Abstract. The observed warming in the Arctic is more than double
the global average, and this enhanced Arctic warming is projected to continue
throughout the 21st century. This rapid warming has a wide range of
impacts on polar and sub-polar marine ecosystems. One of the examples of
such an impact on ecosystems is that of coccolithophores, particularly
Emiliania huxleyi, which have expanded their range poleward during recent decades. The
coccolithophore E. huxleyi plays an essential role in the global carbon cycle.

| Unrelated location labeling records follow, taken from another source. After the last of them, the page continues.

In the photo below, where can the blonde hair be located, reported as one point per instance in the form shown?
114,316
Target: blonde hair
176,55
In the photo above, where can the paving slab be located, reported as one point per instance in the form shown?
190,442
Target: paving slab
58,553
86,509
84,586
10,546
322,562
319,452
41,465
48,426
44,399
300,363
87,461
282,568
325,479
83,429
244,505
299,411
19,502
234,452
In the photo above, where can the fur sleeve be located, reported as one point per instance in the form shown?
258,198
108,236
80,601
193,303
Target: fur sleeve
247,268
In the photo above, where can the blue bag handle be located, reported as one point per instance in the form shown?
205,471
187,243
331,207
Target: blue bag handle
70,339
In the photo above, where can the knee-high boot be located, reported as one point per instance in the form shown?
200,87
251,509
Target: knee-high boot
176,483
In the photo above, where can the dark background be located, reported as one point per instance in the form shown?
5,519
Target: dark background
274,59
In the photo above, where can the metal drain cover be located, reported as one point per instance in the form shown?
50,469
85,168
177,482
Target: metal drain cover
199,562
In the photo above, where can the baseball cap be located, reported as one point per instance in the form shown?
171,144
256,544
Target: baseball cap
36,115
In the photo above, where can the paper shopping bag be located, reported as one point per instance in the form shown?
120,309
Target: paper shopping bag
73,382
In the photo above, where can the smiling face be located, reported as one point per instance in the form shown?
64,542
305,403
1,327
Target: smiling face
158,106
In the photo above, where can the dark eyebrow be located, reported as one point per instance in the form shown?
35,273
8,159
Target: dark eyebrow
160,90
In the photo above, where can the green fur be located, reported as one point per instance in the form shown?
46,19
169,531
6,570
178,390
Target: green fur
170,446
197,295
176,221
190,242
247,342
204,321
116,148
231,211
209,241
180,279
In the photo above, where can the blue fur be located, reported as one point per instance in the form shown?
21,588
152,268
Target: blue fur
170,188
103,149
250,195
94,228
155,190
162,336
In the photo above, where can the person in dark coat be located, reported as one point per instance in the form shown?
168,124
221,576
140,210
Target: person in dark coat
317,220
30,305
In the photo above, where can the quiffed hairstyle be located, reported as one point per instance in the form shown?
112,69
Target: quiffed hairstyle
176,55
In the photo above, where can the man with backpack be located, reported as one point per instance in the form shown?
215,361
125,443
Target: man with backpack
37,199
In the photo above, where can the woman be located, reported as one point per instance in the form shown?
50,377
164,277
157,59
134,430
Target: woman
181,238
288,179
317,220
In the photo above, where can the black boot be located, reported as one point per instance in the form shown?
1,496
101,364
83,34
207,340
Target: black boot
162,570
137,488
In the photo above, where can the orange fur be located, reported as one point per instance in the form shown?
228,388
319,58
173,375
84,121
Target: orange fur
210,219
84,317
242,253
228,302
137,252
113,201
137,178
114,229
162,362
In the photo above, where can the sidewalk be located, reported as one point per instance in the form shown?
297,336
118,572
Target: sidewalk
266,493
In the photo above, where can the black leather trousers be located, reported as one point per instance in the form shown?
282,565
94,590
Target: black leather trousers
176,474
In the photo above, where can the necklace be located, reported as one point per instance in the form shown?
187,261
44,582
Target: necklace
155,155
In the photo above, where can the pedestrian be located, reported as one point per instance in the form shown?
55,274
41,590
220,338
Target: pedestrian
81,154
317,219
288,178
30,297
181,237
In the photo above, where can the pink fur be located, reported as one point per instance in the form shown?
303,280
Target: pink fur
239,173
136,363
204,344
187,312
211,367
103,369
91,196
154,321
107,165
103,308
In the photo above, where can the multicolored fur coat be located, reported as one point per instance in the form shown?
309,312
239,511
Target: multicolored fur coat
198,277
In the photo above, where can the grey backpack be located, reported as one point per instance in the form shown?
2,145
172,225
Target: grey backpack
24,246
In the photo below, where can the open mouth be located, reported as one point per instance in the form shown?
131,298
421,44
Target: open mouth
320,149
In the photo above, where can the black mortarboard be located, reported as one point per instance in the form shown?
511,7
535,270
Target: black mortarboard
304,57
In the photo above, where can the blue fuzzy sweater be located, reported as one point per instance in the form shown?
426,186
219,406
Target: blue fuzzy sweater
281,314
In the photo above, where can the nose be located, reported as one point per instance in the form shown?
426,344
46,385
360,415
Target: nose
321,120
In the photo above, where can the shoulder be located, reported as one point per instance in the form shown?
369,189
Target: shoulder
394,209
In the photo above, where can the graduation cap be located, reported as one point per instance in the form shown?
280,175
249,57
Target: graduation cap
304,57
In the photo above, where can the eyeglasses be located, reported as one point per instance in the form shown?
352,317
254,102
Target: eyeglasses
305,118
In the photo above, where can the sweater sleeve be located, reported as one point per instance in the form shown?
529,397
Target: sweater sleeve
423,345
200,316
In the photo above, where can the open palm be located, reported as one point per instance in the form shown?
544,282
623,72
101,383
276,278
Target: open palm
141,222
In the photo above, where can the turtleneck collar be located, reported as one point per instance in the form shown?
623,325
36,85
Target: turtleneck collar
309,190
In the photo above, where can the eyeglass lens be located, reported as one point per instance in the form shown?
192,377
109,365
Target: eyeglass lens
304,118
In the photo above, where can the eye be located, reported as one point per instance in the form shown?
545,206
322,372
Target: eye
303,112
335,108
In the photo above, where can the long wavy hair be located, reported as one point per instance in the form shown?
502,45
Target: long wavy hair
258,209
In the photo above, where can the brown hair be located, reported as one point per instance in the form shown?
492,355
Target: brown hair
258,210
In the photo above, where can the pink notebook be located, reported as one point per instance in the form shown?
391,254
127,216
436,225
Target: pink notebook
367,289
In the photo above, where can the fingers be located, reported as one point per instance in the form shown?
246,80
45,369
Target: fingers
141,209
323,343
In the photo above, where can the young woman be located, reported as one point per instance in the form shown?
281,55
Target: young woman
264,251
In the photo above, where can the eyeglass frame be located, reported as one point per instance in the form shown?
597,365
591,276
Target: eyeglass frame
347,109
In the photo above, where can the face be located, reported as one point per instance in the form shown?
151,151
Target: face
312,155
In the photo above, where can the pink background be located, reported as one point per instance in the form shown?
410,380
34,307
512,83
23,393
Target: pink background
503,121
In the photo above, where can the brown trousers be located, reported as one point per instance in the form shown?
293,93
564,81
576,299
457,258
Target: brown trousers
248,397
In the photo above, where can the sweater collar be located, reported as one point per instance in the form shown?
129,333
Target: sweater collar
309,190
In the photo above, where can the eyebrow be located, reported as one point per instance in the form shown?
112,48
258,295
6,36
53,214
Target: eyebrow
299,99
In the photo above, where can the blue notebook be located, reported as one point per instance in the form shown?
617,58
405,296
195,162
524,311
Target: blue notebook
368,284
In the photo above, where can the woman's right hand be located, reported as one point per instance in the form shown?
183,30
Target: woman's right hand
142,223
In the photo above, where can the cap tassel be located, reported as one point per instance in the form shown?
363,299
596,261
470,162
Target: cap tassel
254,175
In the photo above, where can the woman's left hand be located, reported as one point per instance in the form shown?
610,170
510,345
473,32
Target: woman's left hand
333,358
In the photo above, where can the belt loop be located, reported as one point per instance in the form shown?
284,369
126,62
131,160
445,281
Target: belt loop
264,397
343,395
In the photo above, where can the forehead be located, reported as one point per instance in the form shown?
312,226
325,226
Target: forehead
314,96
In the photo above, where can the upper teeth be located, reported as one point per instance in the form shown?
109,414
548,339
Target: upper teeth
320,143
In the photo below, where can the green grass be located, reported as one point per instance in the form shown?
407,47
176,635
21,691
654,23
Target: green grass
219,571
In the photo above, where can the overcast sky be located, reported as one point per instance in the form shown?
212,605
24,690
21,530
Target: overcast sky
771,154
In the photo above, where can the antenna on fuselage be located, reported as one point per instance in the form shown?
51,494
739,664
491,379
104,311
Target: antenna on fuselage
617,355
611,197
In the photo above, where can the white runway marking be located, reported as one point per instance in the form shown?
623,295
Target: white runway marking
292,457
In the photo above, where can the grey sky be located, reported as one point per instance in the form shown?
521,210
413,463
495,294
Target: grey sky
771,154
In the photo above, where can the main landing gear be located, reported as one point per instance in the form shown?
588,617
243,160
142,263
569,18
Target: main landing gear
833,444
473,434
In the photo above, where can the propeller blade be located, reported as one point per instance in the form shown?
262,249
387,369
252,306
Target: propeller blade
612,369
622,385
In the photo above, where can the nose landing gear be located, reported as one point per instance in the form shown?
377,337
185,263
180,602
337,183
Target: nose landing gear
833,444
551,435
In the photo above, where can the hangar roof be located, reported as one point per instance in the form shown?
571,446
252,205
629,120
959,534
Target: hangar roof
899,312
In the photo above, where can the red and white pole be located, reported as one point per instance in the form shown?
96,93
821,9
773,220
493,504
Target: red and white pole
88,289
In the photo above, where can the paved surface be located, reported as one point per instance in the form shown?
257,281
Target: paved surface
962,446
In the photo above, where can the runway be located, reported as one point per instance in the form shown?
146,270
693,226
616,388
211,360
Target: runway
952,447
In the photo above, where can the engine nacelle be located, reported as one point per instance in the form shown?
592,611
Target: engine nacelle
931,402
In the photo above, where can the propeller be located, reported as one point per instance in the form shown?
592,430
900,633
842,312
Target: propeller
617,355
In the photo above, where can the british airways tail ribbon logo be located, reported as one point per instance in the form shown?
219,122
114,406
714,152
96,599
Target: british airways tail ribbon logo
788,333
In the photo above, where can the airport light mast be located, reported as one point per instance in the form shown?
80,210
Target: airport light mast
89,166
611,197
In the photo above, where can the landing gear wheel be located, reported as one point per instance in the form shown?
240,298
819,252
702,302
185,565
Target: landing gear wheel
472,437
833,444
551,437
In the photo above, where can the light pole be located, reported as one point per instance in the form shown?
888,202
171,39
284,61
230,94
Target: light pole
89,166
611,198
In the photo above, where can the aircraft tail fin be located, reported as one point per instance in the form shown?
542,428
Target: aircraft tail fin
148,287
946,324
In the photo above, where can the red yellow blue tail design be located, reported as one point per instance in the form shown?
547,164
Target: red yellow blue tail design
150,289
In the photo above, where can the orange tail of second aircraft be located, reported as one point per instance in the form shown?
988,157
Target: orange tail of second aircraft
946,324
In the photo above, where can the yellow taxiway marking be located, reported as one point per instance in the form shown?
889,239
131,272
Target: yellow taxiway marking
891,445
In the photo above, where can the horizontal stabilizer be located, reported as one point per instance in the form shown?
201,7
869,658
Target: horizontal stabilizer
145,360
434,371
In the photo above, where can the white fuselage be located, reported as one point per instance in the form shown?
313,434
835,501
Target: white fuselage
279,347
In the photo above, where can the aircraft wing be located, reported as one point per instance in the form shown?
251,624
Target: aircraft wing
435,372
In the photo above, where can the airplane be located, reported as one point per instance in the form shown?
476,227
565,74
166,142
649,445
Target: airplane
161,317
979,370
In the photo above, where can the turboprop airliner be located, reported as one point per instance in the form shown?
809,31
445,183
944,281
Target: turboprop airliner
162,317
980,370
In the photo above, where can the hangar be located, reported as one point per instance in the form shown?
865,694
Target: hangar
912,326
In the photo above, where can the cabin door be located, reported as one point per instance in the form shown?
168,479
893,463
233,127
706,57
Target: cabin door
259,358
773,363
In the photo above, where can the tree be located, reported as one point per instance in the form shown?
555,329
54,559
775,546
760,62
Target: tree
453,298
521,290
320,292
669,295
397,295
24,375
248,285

Therefore, the assessment of future changes in coccolithophore blooms is
very important. Currently, there are a large number of climate models that give projections
for various oceanographic, meteorological, and biochemical variables in the
Arctic. However, individual climate models can have large biases when
compared to historical observations. The main goal of this research was to
select an ensemble of climate models that most accurately reproduces the
state of environmental variables that influence the coccolithophore E. huxleyi bloom
over the historical period when compared to reanalysis data. We developed a
novel approach for model selection to include a diverse set of measures of
model skill including the spatial pattern of some variables, which had not
previously been included in a model selection procedure. We applied this method
to each of the Arctic and sub-Arctic seas in which E. huxleyi blooms have been
observed. Once we have selected an optimal combination of climate models
that most skilfully reproduce the factors which affect E. huxleyi, the projections of
the future conditions in the Arctic from these models can be used to predict
how E. huxleyi blooms will change in the future. Here, we present the validation of 34 CMIP5 (fifth phase of the
Coupled Model Intercomparison Project) atmosphere–ocean general
circulation models (GCMs) over the historical period 1979–2005. Furthermore,
we propose a procedure of ranking and selecting these models based on the
model's skill in reproducing 10 important oceanographic, meteorological, and
biochemical variables in the Arctic and sub-Arctic seas. These factors
include the concentration of nutrients (NO3, PO4, and SI),
dissolved CO2 partial pressure (pCO2), pH, sea surface temperature (SST), salinity
averaged over the top 30 m (SS30 m), 10 m wind speed (WS), ocean surface current speed (OCS), and
surface downwelling shortwave radiation (SDSR). The validation of the GCMs'
outputs against reanalysis data includes analysis of the interannual
variability, seasonal cycle, spatial biases, and temporal trends of the
simulated variables. In total, 60 combinations of models were selected for
10 variables over six study regions using the selection procedure we present
here. The results show that there is neither a combination of models nor
one model that has high skill in reproducing the regional climatic-relevant
features of all combinations of the considered variables in target seas.
Thereby, an individual subset of models was selected according to our model
selection procedure for each combination of variable and Arctic or
sub-Arctic
sea. Following our selection procedure, the number of selected models in the
individual subsets varied from 3 to 11. The paper presents a comparison of the selected model subsets and the
full-model ensemble of all available CMIP5 models to reanalysis data. The
selected subsets of models generally show a better performance than the
full-model ensemble. Therefore, we conclude that within the task addressed
in this study it is preferable to employ the model subsets determined
through application of our procedure than the full-model ensemble.